• Steven Heller

Don't Turn Your Back on History

What is disconcerting about the tour of Italian Fascist architecture in Rome I’ve been on for the past few weeks is that the buildings, signs, and symbols are still intact, more or less undisturbed, as monuments to the past. Mussolini may have intuitively understood that after his downfall and execution, his portraits and busts would be torn or toppled, but his massive structures would last in whole or part, and be appreciated as those from the Roman Empire. When you think about it, the ruins that historians praise as wonders of the ancient world include a fair number that represent the inhumanity that the Ceasars et al heaped on their fellows, enemies, and slaves. We admire the grandeur of Rome, while Mussolini imitated much of it to celebrate his own power.

The remnants of Fascist dominance, including the modernistic Fascist buildings and monuments (all over Italy), Fasci and “M” symbols (many chipped away, but lots still visible), and Fascist typography and epigraphy (preserved on various official buildings and columns), are as treasured among cultural and political scholars, archeologists, and history buffs as are the Colosseum, Roman Forum, and ancient lapidary signs have been for centuries. For some, however, the crimes of Fascism are still fresh in the mind, and the remains trigger nightmares; for others Fascist style is just plain cool.

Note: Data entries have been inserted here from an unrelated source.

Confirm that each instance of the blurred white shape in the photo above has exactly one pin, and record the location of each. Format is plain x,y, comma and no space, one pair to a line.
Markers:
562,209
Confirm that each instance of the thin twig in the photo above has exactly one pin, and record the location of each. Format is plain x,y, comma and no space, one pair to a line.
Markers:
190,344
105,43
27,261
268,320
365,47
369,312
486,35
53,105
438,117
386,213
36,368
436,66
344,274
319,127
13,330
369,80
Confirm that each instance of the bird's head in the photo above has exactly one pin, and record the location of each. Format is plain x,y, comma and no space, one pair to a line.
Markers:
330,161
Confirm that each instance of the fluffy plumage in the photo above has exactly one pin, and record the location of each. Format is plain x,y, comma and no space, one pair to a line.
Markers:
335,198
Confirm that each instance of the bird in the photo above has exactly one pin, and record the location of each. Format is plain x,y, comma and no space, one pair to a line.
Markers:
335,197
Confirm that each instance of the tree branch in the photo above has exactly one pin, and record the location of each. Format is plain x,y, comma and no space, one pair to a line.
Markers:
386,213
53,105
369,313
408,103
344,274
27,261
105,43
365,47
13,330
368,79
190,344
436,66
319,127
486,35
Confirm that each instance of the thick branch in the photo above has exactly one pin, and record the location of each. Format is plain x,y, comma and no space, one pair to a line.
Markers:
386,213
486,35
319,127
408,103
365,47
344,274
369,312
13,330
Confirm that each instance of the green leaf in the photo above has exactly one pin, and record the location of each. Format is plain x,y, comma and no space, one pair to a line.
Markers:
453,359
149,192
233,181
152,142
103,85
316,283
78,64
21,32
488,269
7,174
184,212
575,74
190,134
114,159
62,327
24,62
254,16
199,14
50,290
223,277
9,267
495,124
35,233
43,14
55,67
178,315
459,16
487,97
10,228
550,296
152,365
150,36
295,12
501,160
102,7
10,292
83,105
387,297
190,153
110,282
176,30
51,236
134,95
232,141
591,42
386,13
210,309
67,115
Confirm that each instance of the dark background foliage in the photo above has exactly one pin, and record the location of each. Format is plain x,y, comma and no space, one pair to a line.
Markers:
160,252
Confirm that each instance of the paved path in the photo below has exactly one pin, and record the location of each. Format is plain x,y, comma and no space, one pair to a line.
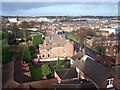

Yesterday, I visited Foro Italico (also known as Foro (Forum) Mussolini), built between 1928 and 1938, inspired by the Roman forums of the imperial age and designed by Enrico Del Debbio and Luigi Moretti. It is one of the places where today Mussolini’s perverted vision of the ideal Fascist Italian is as vivid as any myth propagated under his dictatorial regime. The Foro is a sports academy and stadium complex that is quintessentially overpowering in every detail (from its massive doors to gigantic porticos), an example of Fascist ideology in dimensional form. It might be seen as akin to a modern Pompeii, but the disturbing thing is that Foro is NOT a ruin. The inscriptions praising Fascist victories are still intact, the pavement mosaics depicting virile Fascist athletes and Black Shirted militia look just like new, and the overwhelming sculptures of naked sportsmen (below) surround the the Stadio dei Marmi, where Mussolini would stand in review of the “New Fascist Man.” It is important to have these remnants and remains, in order to study and learn about our historical predecessors, but its also necessary to maintain perspective. As a new right wing is emerging in Italy—small but vocal—these monuments to an evil past should not be transformed into a rallying point for an evil present.